The next seminal event in my pottery sojourn came with an edition of Arizona Highways devoted to Southwest pottery, particularly Maria, Nampeyo and their family's works. I found that the designs and shapes worked and sold well in high fire and raku. There are some examples of the early work on the retrospective link of the home page.

Cathey was already an accomplished seamstress and clothes designer so doing street shows in the San Francisco Bay area was a logical progression that leads to quitting a perfectly good job to become a potter? Selling work and getting the instant feedback on new ideas was the fuel to move it all forward, I am honored to be one of the early craftsmen that came out of this tradition, and still have many dear friends from the experience. In 1977 we moved to Oregon (to the chagrin of our friends and family), "We" being Cathey and I, and our daughters Calley 7 and Tachi 5. We soon opened a galley and continued to do shows on the West Coast and Southwest. When the bottom fell out of the Southwest market in the late 80's we switched over to the wholesale of a line of raku floral and decorative pieces that turned out to be a blend of Asian and Southwest design. The fusion was unintentional but has been very successful; once again going with the market has worked out well.

At this time my hope is to get back into one of kind pieces but let’s see which way the wind blows.

When starting pottery in 1970 most potters were following the Asian or European tradition of design. My inspiration came from the many fine examples of Native American ceramic design. Mimbres, Sikyatki and Pre Columbian were my primary departure points. The focus has been to combine, distill and contemporize these styles and also to define the archetypes from which they evolved. The last 15 years has been spent exploring Asian motifs and finding a fusion/commonality with the west. The techniques and materials employed for surface decoration are developed to achieve a classic but natural appearance. The hope is to produce works that will not be clichés and will withstand the test of time. The Archetypes and designs in the works are meaningful to me but the viewer should derive their own meaning. I feel each piece is made for someone; I just have to wait for him or her to claim it. "I feel my work is a study and distillation of design".

Dodero Studio Ceramics specializing in decorative ceramics and raku pottery since 1970.

Decorative Ceramics / Pottery in Raku and stoneware are the primary focus of Dodero Studio Ceramics. Spending many years as a Gallery owner / operator, studio potter and design consultant John Dodero has developed a simple and powerful design style to complement any décor.

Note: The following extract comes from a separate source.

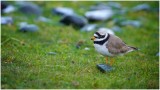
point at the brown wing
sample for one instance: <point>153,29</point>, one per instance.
<point>116,46</point>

The fusion of Asian and Native American design has proved to be traditional yet contemporary. The calm presence satisfies the practical décor needs without being a cliché or appears as ethno ketch The strong ceremonial style and natural gourd shapes developed over many years of Native American inspired work has been blended with a distinctly Asian look.

The many choices of items include Raku Cachepots and planters for orchids, Raku decorative ceramic Fetish Pots, Raku decorative Volcano Pots, Stoneware Cache Pots, Planters, Lamps and Vases.

Our Raku Urns were developed in the late 80” in an attempt to fuse the east and west they are available is a range of colors and sizes.

The Raku Planters can be referred to as Cachepots or Jardinières. They are meant to be used a decorative container for a potted plant. They are sized to fit the standard planter sizes. They have proven over the years to be the perfect decorative addition for orchids, or any plant that needs a home.

The Raku process was brought to the West coast in the late 1960’s. Over the years it has diverged quite a bit form it’s Japanese origin. The U.S. approach has revolved around a post fire reduction, where the Japanese plunge the war in water after removing from the kiln. This difference in firing technique gives the Western style a more distinctive crackle pattern when carbon is trapped in crazing. When Copper is use in the glaze formula “copper flashing” can be achieved giving the work a metallic luster. This metallic look was widely used in the 70’s 80’s and 90’s and a majority of people identifies this look with Raku. The truth being the metallic look is a very recent derivation the 500-year-old process.

The approach taken in the work of Dodero Studio is the use of fluxed glazes in most cases striving for a random crazing pattern over a refined classic form. A wide range of coloring oxides are used to meet the many need of the Décor industry. “We want to match your couch” has been our motto. As odd as these sounds we understand people have to live with our pots and we want to produce ware to complement your décor and create a harmonious environment.